Fiquei à janela vendo-a caminhar rapidamente pela rua, até que o chapéu bege de pena branca desapareceu no meio da multidão.


– Que mulher atraente – eu disse ao meu companheiro quando voltei.


Ele enchera de novo o cachimbo e estava recostado com os olhos fechados.


– É?... – disse indolentemente. – Eu não reparei...


– Na verdade, você é um autômato, uma máquina de calcular. Às vezes, há em você alguma coisa positivamente desumana.


Ele sorriu tranqüilamente.


– É muito importante não deixar que as características pessoais influenciem o nosso julgamento. Para mim, um cliente é uma unidade, apenas um dado de um problema. Os fatores emocionais são adversários da clareza de raciocínio. Eu asseguro-lhe que a mulher mais encantadora que já conheci foi enforcada por ter envenenado três criancinhas para receber o seguro de vida.

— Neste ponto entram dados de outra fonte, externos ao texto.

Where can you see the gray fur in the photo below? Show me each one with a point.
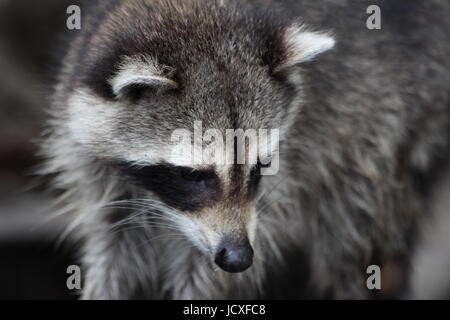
(359, 126)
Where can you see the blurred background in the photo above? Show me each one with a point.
(32, 264)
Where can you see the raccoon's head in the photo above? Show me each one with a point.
(152, 71)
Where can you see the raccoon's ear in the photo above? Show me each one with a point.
(138, 73)
(300, 45)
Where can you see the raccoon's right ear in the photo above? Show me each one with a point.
(138, 73)
(298, 45)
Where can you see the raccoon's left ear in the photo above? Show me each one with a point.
(141, 72)
(300, 45)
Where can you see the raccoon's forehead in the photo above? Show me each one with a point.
(108, 130)
(182, 35)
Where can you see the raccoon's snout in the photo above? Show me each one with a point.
(233, 256)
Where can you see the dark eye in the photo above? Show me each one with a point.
(255, 176)
(181, 187)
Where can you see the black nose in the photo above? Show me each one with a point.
(234, 256)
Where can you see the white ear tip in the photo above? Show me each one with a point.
(303, 45)
(140, 70)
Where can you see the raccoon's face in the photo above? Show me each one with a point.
(133, 101)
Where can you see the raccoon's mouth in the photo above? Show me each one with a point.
(234, 257)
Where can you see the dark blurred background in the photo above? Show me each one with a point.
(32, 263)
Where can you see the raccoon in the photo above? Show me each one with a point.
(363, 117)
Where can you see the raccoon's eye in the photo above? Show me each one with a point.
(181, 187)
(255, 175)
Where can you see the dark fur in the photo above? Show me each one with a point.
(375, 118)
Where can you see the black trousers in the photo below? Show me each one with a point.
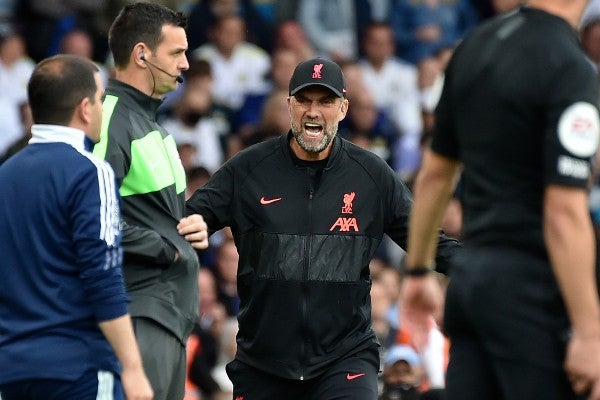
(507, 326)
(351, 378)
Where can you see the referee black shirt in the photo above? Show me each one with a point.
(514, 125)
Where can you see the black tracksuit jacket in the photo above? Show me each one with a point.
(303, 274)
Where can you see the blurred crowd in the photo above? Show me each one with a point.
(242, 54)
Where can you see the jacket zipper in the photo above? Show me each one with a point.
(305, 278)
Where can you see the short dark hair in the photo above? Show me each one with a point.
(57, 86)
(140, 22)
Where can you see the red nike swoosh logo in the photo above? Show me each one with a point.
(269, 201)
(350, 377)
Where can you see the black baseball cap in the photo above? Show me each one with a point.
(320, 72)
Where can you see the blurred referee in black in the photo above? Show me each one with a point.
(518, 115)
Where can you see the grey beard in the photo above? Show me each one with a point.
(319, 147)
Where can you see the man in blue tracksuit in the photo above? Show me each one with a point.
(65, 332)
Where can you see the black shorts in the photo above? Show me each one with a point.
(507, 326)
(350, 378)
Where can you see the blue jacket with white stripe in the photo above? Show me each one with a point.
(60, 258)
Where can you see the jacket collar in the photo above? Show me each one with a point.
(42, 133)
(147, 105)
(333, 156)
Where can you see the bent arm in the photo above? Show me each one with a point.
(119, 333)
(569, 238)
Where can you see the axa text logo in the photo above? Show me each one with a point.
(317, 71)
(345, 224)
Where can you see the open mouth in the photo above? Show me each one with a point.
(312, 129)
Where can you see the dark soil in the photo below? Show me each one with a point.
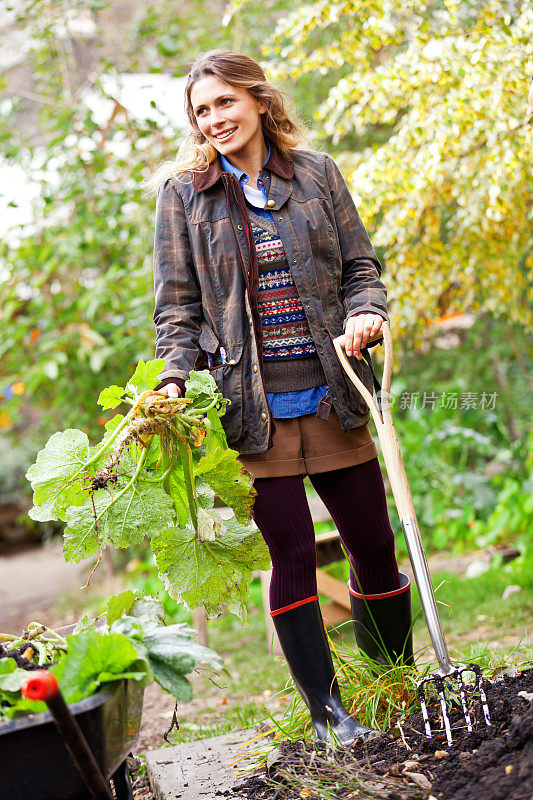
(494, 763)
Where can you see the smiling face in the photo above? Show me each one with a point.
(228, 116)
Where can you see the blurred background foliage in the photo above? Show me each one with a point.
(424, 107)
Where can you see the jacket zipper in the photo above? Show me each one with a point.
(247, 279)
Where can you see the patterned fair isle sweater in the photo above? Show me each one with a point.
(286, 334)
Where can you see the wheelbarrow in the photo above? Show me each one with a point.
(71, 752)
(381, 414)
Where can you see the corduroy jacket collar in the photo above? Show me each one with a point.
(284, 167)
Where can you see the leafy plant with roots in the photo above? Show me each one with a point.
(155, 475)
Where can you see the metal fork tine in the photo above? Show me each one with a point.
(442, 698)
(423, 707)
(477, 672)
(462, 695)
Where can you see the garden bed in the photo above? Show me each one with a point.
(494, 763)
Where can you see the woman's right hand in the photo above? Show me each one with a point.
(171, 390)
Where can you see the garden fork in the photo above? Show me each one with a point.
(392, 456)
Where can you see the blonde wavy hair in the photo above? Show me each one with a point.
(281, 123)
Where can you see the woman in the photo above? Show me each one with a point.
(260, 260)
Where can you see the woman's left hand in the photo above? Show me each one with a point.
(361, 329)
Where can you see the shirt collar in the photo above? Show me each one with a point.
(227, 166)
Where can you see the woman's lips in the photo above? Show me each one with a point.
(226, 137)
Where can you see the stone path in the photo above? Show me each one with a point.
(202, 770)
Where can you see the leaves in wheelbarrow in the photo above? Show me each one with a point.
(94, 659)
(213, 571)
(170, 651)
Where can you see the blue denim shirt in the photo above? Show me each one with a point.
(283, 404)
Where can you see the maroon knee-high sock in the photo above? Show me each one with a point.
(355, 498)
(281, 513)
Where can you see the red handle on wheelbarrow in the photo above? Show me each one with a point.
(42, 685)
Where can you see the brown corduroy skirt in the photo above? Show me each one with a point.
(305, 445)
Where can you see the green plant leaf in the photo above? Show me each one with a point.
(226, 476)
(202, 389)
(143, 510)
(211, 573)
(51, 475)
(94, 659)
(120, 604)
(111, 397)
(146, 376)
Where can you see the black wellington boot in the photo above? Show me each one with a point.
(382, 623)
(303, 640)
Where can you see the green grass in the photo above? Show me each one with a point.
(478, 625)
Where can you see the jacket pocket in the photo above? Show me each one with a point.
(228, 378)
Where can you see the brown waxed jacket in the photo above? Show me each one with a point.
(206, 280)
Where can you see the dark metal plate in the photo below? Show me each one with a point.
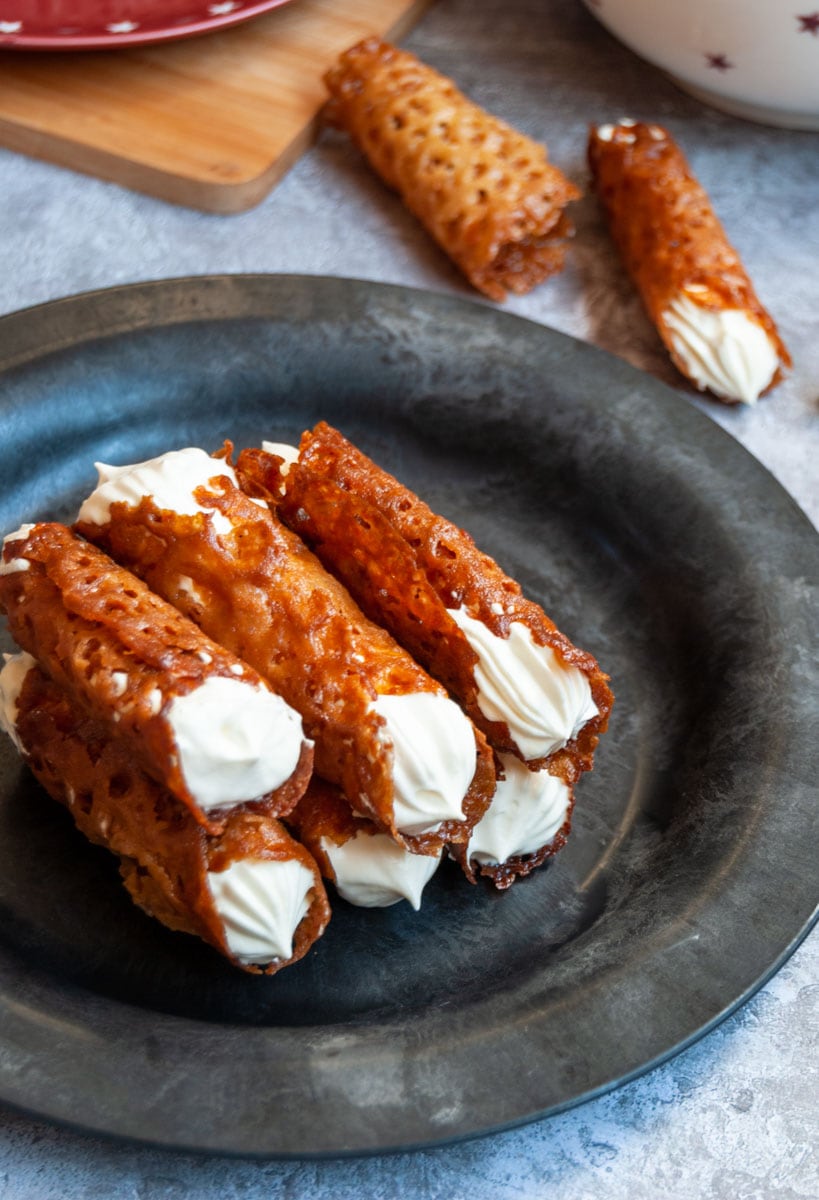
(649, 535)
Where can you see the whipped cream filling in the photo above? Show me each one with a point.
(12, 677)
(722, 349)
(169, 480)
(235, 741)
(374, 871)
(434, 759)
(16, 564)
(527, 810)
(544, 702)
(261, 904)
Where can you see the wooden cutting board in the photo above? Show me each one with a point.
(211, 123)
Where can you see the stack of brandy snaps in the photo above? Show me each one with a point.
(243, 681)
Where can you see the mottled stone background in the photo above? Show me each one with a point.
(735, 1116)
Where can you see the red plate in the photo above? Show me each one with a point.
(106, 24)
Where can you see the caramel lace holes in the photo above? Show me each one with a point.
(119, 784)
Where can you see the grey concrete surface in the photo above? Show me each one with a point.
(734, 1117)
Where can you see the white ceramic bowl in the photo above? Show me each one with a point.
(757, 59)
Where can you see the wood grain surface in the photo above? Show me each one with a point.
(210, 123)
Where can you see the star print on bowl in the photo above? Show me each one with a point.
(758, 59)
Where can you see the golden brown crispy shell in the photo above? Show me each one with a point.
(165, 856)
(667, 232)
(503, 875)
(114, 647)
(263, 595)
(406, 567)
(485, 192)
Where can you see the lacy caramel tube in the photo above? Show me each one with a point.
(485, 192)
(692, 281)
(522, 682)
(384, 731)
(196, 718)
(251, 892)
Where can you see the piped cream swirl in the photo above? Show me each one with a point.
(261, 904)
(722, 349)
(528, 808)
(235, 741)
(544, 702)
(171, 480)
(374, 871)
(434, 759)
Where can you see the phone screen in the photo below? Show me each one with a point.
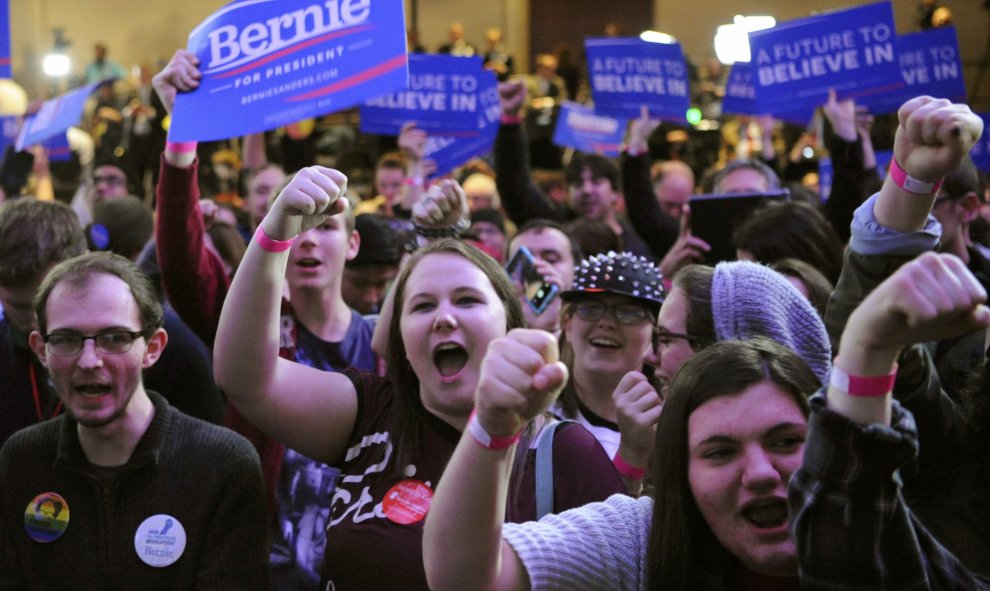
(522, 271)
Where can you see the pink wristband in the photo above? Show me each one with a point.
(484, 439)
(626, 469)
(270, 244)
(862, 386)
(910, 184)
(180, 147)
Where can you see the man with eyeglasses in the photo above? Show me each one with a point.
(122, 490)
(109, 181)
(956, 207)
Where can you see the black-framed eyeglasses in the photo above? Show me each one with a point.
(664, 337)
(627, 314)
(111, 342)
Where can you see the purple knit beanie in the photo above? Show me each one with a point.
(750, 300)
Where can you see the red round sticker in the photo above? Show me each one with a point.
(407, 502)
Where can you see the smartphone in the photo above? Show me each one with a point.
(714, 218)
(522, 270)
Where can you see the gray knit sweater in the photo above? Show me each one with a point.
(594, 547)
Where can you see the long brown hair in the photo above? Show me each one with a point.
(683, 553)
(696, 283)
(409, 410)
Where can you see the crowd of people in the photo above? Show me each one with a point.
(529, 374)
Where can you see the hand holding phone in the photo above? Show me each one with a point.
(538, 292)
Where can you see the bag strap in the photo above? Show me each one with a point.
(544, 468)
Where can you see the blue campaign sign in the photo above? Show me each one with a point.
(627, 73)
(981, 149)
(268, 63)
(579, 127)
(55, 117)
(852, 51)
(740, 92)
(452, 150)
(740, 98)
(825, 175)
(5, 39)
(930, 64)
(58, 148)
(443, 95)
(8, 132)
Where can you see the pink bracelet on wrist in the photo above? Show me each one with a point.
(910, 184)
(270, 244)
(180, 147)
(626, 469)
(485, 439)
(862, 386)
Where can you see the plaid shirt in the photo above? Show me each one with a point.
(852, 528)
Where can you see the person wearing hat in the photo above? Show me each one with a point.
(367, 276)
(607, 321)
(736, 300)
(488, 225)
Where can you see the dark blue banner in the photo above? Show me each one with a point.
(452, 150)
(826, 173)
(930, 64)
(981, 150)
(8, 132)
(55, 117)
(268, 63)
(58, 148)
(5, 39)
(628, 73)
(579, 127)
(740, 98)
(853, 51)
(443, 95)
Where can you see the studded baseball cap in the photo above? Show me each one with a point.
(620, 273)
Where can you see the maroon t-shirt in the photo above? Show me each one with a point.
(368, 549)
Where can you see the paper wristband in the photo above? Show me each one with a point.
(626, 469)
(484, 439)
(910, 184)
(270, 244)
(862, 387)
(180, 147)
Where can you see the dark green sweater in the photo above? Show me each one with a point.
(206, 477)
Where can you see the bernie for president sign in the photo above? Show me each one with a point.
(267, 63)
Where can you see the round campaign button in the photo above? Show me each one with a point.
(160, 540)
(46, 517)
(407, 502)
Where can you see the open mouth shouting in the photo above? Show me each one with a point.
(308, 263)
(93, 390)
(605, 343)
(450, 360)
(768, 515)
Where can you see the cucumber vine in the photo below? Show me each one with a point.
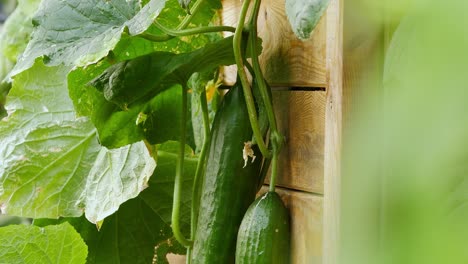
(276, 138)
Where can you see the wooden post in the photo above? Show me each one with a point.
(333, 132)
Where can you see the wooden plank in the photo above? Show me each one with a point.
(306, 212)
(333, 126)
(301, 119)
(286, 60)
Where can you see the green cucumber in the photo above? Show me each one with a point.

E o homem mais repelente que conheço é um filantropo que já gastou quase meio milhão com os mendigos de Londres.


– Mas neste caso...


– Eu nunca faço exceções. Uma exceção contesta a regra. Já teve oportunidade de estudar o caráter pela escrita? O que acha das garatujas deste sujeito?


– É uma letra legível e regular – respondi. – Um homem ocupado com certa força de caráter.


Holmes meneou a cabeça.


– Olhe para as letras de haste; mal chegam à altura das pequenas. Aquele “d” podia ser um “a” e o “i” podia ser um “e”. Pessoas de caráter sempre diferenciam as letras de haste, por mais ilegível que seja a sua caligrafia. Há hesitação no “k” e auto-estima nas maiúsculas. Vou sair agora, tenho de obter algumas informações. Recomendo-lhe este livro, um dos mais notáveis já escritos: Martyrdom of Man, de Winwood Reade. Estarei de volta dentro de uma hora.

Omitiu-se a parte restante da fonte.